Divide and Conquer Strategies for Protein Structure Prediction

2011 
In this chapter, we discuss some approaches to the problem of protein structure prediction by addressing “simpler” sub-problems. The rationale behind this strategy is to develop methods for predicting some interesting structural characteristics of the protein, which can be useful per se and, at the same time, can be of help in solving the main problem. In particular, we discuss the problem of predicting the protein secondary structure, which is at the moment one of the most successful sub-problems addressed in computational biology. Available secondary structure predictors are very reliable and can be routinely used for annotating new genomes or as input for other more complex prediction tasks, such as remote homology detection and functional assignments. As a second example, we also discuss the problem of predicting residue–residue contacts in proteins. In this case, the task is much more complex than secondary structure prediction, and no satisfactory results have been achieved so far.
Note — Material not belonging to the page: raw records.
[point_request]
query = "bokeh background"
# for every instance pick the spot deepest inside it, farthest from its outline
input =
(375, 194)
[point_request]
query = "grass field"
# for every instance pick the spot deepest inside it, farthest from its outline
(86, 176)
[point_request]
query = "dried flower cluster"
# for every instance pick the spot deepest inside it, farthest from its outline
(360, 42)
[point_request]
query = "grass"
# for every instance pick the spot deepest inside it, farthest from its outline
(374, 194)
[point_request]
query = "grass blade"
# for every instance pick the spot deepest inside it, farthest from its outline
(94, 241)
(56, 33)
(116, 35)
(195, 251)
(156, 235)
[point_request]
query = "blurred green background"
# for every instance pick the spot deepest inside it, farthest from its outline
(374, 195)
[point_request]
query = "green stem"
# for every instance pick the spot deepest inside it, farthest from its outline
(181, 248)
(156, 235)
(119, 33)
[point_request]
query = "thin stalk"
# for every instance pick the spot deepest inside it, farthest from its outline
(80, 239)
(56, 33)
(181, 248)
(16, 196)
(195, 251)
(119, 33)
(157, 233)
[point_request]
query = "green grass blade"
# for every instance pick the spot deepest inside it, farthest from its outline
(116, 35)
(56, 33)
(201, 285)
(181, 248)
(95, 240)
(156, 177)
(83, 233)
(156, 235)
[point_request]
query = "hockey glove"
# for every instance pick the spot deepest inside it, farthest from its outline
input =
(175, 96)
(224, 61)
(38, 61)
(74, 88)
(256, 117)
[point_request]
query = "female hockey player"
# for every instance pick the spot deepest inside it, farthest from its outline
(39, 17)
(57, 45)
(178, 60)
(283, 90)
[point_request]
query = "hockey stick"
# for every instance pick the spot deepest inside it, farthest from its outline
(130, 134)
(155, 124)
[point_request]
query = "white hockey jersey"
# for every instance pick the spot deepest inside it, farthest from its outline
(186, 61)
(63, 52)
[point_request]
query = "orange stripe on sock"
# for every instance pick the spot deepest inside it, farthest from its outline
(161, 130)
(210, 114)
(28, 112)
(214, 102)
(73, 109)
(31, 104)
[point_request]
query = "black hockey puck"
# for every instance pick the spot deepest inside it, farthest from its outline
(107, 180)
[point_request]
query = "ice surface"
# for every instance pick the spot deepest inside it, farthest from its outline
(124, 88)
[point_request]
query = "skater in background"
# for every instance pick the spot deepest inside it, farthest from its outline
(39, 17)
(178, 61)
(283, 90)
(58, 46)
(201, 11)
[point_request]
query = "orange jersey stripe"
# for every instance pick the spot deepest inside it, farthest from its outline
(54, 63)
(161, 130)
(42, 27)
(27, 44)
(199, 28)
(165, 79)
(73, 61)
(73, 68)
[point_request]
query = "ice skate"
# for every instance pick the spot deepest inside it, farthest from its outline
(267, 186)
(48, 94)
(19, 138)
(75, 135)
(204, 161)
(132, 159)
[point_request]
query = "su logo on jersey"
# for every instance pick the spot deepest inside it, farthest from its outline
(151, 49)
Differently from the secondary structure sub-problem, the residue–residue contact sub-problem is not intrinsically simpler than the prediction of the protein structure, since a roughly correctly predicted set of residue–residue contacts would directly lead to prediction of a protein backbone very close to the real structure. These two protein structure sub-problems are discussed in the light of the current evaluation of the performance that are based on periodical blind-checks (CASP meetings) and permanent evaluation (EVA servers).